On Thursday, the U.S. House of Representatives voted to approve a $715 billion infrastructure bill known as the INVEST in America Act. The bill passed narrowly along party lines with a vote of 221-201 and only two Republicans in favor.

The bill authorizes $343 billion for roads, bridges and safety measures, $109 billion for transit, $95 billion for passenger and freight rail, $117 billion for drinking water infrastructure resources and roughly $51 billion for wastewater infrastructure. It also includes several provisions that are particularly controversial in the highway transportation industry and were hotly contested by several lobbying groups.

Included among the contentious provisions is one that would raise the minimum insurance limit for general commodity motor carriers from $750,000–the existing minimum that has been in place since 1980–to $2 million with occasional adjustments for inflation. The bill also would require certain newly-manufactured heavy vehicles be equipped with automatic emergency braking systems.


Other controversial provisions would authorize the FMCSA to begin collecting ELD data for the purpose of researching a potential national vehicle miles traveled tax, and would direct FMCSA to initiate sleep apnea screening for commercial drivers.

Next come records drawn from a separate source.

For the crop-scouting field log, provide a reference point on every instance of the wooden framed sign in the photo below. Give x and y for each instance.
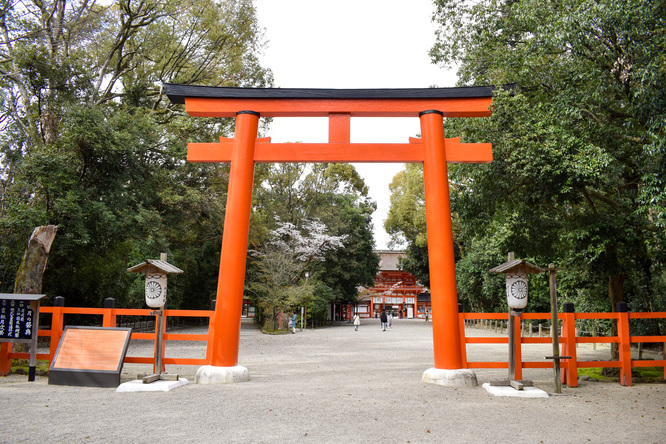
(90, 356)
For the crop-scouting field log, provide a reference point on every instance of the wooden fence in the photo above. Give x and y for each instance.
(568, 339)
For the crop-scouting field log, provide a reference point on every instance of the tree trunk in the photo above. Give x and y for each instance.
(31, 271)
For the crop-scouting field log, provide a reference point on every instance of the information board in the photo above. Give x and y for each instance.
(90, 356)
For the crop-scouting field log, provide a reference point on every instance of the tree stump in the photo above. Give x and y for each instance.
(31, 271)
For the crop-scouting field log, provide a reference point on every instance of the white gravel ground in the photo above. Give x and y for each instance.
(333, 385)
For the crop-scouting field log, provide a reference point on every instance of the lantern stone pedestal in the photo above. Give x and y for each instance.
(210, 374)
(450, 378)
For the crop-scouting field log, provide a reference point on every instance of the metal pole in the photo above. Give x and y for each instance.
(554, 329)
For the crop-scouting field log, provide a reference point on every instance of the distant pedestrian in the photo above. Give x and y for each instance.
(356, 321)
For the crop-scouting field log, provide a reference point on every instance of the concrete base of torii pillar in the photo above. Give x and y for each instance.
(450, 378)
(210, 374)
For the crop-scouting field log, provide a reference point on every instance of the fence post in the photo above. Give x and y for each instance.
(56, 325)
(463, 345)
(570, 373)
(624, 346)
(517, 348)
(109, 319)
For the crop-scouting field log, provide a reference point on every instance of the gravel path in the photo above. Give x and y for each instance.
(334, 385)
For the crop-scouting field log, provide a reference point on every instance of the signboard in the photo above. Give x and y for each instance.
(19, 322)
(90, 356)
(16, 319)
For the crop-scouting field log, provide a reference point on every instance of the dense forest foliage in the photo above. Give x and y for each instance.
(90, 143)
(579, 171)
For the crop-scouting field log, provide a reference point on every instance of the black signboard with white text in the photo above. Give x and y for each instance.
(19, 322)
(16, 319)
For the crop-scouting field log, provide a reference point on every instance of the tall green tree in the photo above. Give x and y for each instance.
(578, 175)
(335, 195)
(90, 143)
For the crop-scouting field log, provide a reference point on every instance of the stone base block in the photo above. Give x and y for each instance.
(450, 378)
(209, 374)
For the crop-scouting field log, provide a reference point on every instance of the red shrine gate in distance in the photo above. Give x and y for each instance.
(247, 105)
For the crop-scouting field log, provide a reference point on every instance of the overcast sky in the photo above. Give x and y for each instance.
(352, 44)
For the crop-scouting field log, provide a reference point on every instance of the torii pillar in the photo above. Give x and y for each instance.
(247, 105)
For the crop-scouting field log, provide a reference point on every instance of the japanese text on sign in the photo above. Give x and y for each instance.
(15, 319)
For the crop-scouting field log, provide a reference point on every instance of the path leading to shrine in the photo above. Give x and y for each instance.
(334, 385)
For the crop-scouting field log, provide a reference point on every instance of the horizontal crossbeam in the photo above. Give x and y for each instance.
(228, 107)
(267, 152)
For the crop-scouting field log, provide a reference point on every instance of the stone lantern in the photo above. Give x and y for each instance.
(156, 271)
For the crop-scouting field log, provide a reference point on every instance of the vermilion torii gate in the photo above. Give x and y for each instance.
(430, 105)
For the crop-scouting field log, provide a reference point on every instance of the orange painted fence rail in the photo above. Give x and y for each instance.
(109, 319)
(568, 340)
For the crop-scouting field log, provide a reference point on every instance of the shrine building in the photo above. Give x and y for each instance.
(394, 290)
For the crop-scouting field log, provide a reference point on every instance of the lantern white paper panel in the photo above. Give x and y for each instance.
(155, 290)
(516, 290)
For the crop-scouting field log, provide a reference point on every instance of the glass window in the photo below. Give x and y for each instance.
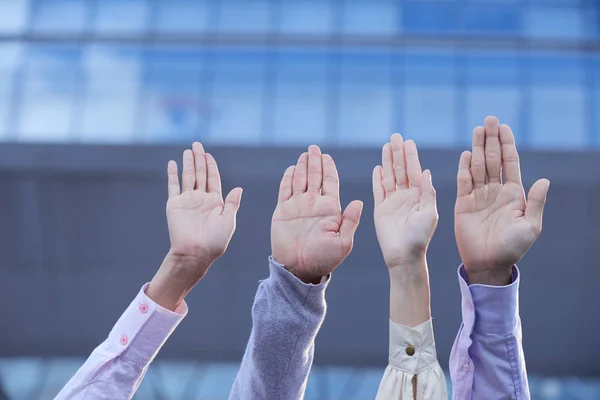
(300, 104)
(429, 102)
(493, 18)
(431, 17)
(554, 22)
(493, 88)
(184, 16)
(245, 16)
(52, 81)
(307, 16)
(374, 17)
(11, 58)
(237, 97)
(13, 16)
(176, 103)
(112, 91)
(558, 101)
(121, 15)
(365, 98)
(60, 15)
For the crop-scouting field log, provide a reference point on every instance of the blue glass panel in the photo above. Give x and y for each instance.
(301, 107)
(307, 16)
(11, 57)
(493, 18)
(558, 117)
(51, 84)
(431, 17)
(554, 22)
(556, 68)
(112, 89)
(176, 104)
(184, 16)
(13, 16)
(245, 16)
(365, 98)
(237, 96)
(379, 17)
(121, 15)
(60, 16)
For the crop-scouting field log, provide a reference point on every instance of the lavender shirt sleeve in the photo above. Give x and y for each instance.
(286, 317)
(487, 360)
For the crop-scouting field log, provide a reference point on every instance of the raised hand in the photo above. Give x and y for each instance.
(405, 219)
(405, 207)
(309, 234)
(200, 225)
(494, 223)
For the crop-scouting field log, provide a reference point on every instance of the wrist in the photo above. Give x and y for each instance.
(174, 279)
(492, 277)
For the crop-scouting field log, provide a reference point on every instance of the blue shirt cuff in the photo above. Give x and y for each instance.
(490, 309)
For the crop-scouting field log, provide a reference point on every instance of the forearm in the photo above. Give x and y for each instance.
(286, 316)
(409, 293)
(487, 359)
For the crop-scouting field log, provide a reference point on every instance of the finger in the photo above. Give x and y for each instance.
(350, 220)
(536, 199)
(299, 182)
(398, 147)
(478, 157)
(510, 156)
(213, 178)
(427, 190)
(200, 165)
(387, 162)
(464, 178)
(232, 202)
(315, 169)
(378, 190)
(493, 160)
(285, 187)
(331, 180)
(188, 176)
(172, 179)
(413, 166)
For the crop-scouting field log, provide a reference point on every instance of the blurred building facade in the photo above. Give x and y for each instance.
(283, 72)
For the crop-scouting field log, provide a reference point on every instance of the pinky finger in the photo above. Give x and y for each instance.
(173, 179)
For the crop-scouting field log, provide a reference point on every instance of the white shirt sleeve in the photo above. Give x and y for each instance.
(413, 371)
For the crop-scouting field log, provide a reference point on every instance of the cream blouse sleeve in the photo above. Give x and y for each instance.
(413, 371)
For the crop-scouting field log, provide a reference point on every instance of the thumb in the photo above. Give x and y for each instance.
(536, 198)
(350, 220)
(232, 202)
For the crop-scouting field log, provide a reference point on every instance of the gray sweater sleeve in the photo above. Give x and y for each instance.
(286, 317)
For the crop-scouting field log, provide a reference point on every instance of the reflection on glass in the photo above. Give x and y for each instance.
(64, 16)
(175, 106)
(237, 97)
(13, 16)
(121, 16)
(112, 90)
(366, 98)
(11, 57)
(307, 17)
(184, 16)
(301, 107)
(238, 16)
(379, 17)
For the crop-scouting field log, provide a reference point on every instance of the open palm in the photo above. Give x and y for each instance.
(494, 223)
(405, 208)
(200, 222)
(309, 234)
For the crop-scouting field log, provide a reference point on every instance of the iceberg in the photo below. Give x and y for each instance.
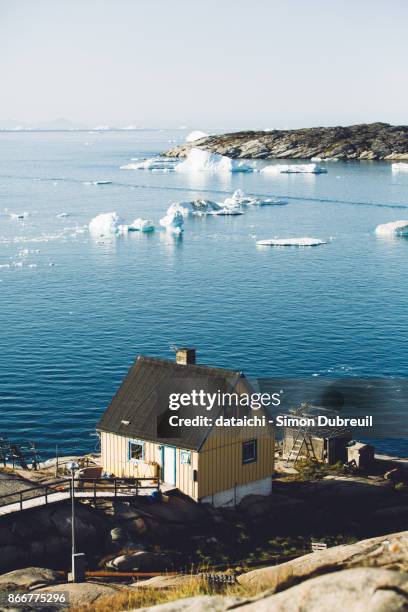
(156, 164)
(399, 167)
(194, 207)
(106, 225)
(293, 169)
(227, 211)
(202, 161)
(394, 228)
(299, 242)
(239, 199)
(23, 215)
(141, 225)
(173, 222)
(195, 135)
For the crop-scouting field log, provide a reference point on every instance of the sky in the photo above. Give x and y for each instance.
(208, 63)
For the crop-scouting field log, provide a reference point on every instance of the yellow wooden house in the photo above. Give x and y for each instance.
(208, 462)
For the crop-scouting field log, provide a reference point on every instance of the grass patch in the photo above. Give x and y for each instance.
(140, 598)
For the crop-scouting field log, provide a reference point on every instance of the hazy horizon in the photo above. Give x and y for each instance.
(216, 65)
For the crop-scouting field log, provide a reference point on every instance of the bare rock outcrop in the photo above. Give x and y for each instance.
(390, 551)
(366, 141)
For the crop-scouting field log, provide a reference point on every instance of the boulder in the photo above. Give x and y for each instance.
(354, 590)
(28, 578)
(385, 551)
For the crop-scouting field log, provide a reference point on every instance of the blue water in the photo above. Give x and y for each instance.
(72, 325)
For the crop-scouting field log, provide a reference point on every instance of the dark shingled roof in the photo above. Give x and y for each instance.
(143, 398)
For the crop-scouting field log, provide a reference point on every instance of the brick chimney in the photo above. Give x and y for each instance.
(185, 356)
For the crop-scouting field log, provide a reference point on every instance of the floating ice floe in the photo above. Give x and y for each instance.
(173, 222)
(239, 199)
(195, 135)
(202, 161)
(399, 167)
(226, 211)
(293, 169)
(141, 225)
(394, 228)
(324, 159)
(155, 164)
(106, 225)
(194, 207)
(299, 242)
(23, 215)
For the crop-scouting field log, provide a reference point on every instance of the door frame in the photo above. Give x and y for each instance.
(164, 446)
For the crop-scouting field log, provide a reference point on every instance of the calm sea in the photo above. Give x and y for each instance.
(74, 314)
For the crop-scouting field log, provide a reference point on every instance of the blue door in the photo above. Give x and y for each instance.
(169, 464)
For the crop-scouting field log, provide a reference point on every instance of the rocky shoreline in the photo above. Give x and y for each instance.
(367, 141)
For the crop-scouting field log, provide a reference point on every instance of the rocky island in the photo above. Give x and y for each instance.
(367, 141)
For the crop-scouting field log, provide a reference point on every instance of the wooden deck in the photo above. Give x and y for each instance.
(61, 490)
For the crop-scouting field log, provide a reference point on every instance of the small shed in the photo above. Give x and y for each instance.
(360, 453)
(208, 462)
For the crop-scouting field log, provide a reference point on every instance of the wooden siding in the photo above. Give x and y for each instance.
(220, 464)
(115, 460)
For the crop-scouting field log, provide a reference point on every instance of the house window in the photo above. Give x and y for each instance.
(249, 451)
(136, 450)
(185, 457)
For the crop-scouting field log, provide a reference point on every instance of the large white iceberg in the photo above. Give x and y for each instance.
(293, 169)
(141, 225)
(399, 167)
(202, 161)
(195, 135)
(106, 225)
(194, 207)
(155, 164)
(394, 228)
(23, 215)
(299, 242)
(173, 222)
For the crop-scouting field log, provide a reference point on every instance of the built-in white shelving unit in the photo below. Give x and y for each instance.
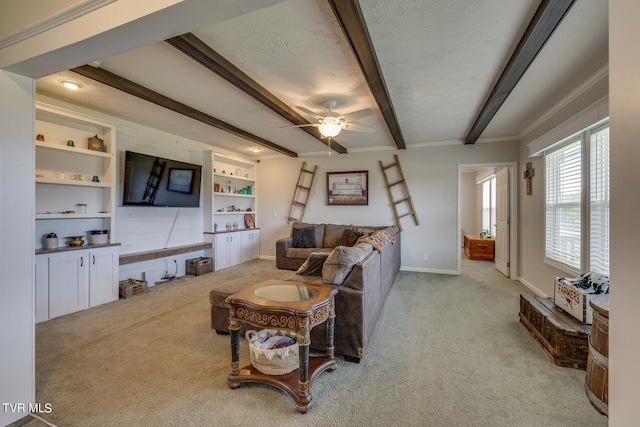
(75, 194)
(230, 192)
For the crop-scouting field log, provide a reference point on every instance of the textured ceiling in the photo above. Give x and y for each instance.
(440, 59)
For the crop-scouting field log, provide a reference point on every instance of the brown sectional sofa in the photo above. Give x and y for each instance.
(362, 290)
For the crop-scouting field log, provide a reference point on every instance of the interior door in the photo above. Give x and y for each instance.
(502, 221)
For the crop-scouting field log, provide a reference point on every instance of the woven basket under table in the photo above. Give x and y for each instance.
(278, 361)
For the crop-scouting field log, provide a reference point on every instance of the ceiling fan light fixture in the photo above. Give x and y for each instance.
(330, 127)
(70, 84)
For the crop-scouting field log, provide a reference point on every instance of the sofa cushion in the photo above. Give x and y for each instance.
(313, 265)
(341, 261)
(319, 228)
(333, 234)
(304, 237)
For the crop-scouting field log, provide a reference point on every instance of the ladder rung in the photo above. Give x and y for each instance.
(402, 201)
(390, 166)
(407, 214)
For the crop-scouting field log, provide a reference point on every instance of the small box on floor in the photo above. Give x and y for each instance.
(573, 295)
(199, 266)
(131, 287)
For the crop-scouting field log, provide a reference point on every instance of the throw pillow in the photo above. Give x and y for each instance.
(349, 237)
(313, 265)
(341, 261)
(304, 237)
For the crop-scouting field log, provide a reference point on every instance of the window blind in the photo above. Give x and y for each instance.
(562, 204)
(599, 201)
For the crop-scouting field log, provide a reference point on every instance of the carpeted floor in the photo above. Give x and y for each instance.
(447, 351)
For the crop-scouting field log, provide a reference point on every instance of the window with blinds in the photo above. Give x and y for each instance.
(577, 203)
(599, 201)
(562, 207)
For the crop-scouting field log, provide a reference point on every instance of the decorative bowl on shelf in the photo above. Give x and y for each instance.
(75, 240)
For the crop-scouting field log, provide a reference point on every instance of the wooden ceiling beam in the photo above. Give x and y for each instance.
(115, 81)
(202, 53)
(350, 18)
(546, 19)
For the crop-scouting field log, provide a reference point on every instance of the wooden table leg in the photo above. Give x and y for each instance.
(234, 329)
(330, 333)
(304, 341)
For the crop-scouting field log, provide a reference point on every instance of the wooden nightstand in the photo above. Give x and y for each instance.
(478, 248)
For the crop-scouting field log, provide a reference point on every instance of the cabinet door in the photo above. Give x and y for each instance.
(235, 248)
(103, 286)
(68, 283)
(222, 251)
(255, 244)
(42, 288)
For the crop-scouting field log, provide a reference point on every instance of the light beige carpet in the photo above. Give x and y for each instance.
(447, 351)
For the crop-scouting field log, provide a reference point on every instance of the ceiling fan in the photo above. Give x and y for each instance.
(331, 124)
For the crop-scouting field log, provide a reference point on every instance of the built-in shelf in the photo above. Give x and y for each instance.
(238, 180)
(74, 150)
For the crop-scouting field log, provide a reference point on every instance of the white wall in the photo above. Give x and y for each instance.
(17, 172)
(624, 338)
(432, 177)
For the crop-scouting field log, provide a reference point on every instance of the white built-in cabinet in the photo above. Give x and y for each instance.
(230, 193)
(73, 174)
(74, 280)
(235, 247)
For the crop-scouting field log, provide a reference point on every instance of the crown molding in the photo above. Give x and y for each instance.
(63, 16)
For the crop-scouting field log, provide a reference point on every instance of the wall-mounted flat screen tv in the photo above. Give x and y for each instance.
(156, 181)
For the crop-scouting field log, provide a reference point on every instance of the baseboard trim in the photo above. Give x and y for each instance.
(430, 270)
(532, 287)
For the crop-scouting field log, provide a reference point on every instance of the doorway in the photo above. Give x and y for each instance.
(503, 213)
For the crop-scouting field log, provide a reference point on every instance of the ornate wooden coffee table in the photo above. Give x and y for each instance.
(287, 306)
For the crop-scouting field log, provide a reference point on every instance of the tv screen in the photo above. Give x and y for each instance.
(156, 181)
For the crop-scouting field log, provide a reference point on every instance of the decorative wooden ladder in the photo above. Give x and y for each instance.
(155, 176)
(301, 192)
(404, 196)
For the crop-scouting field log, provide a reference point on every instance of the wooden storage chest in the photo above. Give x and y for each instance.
(597, 377)
(199, 266)
(478, 248)
(563, 338)
(128, 290)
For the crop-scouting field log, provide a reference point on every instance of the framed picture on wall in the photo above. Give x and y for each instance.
(180, 180)
(348, 188)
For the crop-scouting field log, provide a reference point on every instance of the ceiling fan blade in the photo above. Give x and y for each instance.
(356, 115)
(301, 126)
(309, 112)
(353, 127)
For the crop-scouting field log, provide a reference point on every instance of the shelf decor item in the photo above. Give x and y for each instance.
(96, 144)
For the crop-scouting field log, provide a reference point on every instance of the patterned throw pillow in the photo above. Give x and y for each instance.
(304, 237)
(378, 239)
(341, 261)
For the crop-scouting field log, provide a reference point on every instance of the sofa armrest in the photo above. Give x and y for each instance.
(281, 248)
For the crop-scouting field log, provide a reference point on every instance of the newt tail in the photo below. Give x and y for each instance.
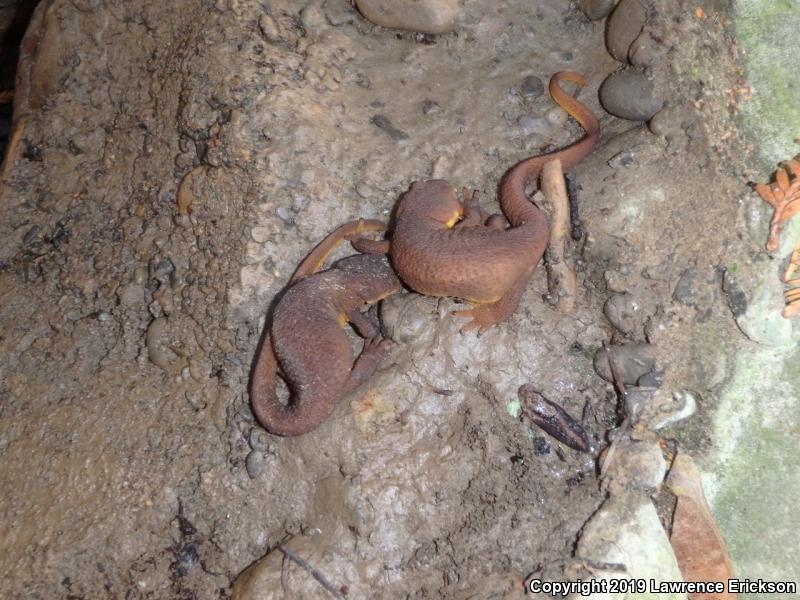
(516, 206)
(305, 336)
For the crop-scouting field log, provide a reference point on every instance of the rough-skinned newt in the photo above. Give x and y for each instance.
(306, 336)
(441, 246)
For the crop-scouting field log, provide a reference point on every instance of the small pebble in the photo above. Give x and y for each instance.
(596, 9)
(624, 312)
(685, 407)
(259, 439)
(632, 362)
(365, 190)
(284, 215)
(629, 94)
(313, 20)
(624, 26)
(430, 107)
(269, 28)
(540, 446)
(254, 463)
(557, 116)
(532, 87)
(383, 123)
(622, 160)
(533, 125)
(425, 16)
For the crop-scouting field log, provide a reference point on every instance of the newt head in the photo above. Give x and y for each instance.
(434, 200)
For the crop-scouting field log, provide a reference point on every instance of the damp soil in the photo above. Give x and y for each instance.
(173, 162)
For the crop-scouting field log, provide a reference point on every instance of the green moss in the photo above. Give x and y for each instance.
(767, 31)
(757, 484)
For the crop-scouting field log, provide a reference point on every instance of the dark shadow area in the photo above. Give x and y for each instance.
(14, 18)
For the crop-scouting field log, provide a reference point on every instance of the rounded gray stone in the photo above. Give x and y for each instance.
(425, 16)
(532, 87)
(596, 9)
(624, 26)
(629, 94)
(632, 362)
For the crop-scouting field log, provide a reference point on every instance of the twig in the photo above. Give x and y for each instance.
(323, 581)
(615, 376)
(560, 277)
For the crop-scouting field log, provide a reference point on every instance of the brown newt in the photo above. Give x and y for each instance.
(441, 246)
(307, 339)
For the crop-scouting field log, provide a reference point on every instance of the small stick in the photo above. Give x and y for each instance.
(323, 581)
(560, 277)
(618, 383)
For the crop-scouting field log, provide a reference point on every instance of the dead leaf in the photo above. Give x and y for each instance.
(696, 540)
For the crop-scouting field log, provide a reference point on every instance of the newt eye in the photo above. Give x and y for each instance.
(450, 223)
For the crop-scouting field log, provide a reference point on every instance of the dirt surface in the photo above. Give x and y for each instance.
(174, 162)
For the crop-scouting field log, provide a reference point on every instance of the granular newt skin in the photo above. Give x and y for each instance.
(442, 246)
(307, 339)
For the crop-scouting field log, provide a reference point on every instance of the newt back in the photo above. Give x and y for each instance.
(437, 256)
(308, 341)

The House’s vote comes on the heels of a bipartisan $579 billion infrastructure deal reached last week by a group of senators and endorsed by President Biden.

Congressman Peter DeFazio, the chair of the House Transportation Committee and author of the bill, hasn't said yet whether the House and Senate will go into conference to reconcile the differences between the bipartisan deal and the House bill. On Wednesday, he commented, “The Senate bipartisan deal is an outline, and it has good numbers," adding that the Senate proposal was "within shouting distance" of his bill. "I believe we could work out the spending levels in the bill, but there is no policy attached to their proposal."


Expect to see Senate action on the bill by October.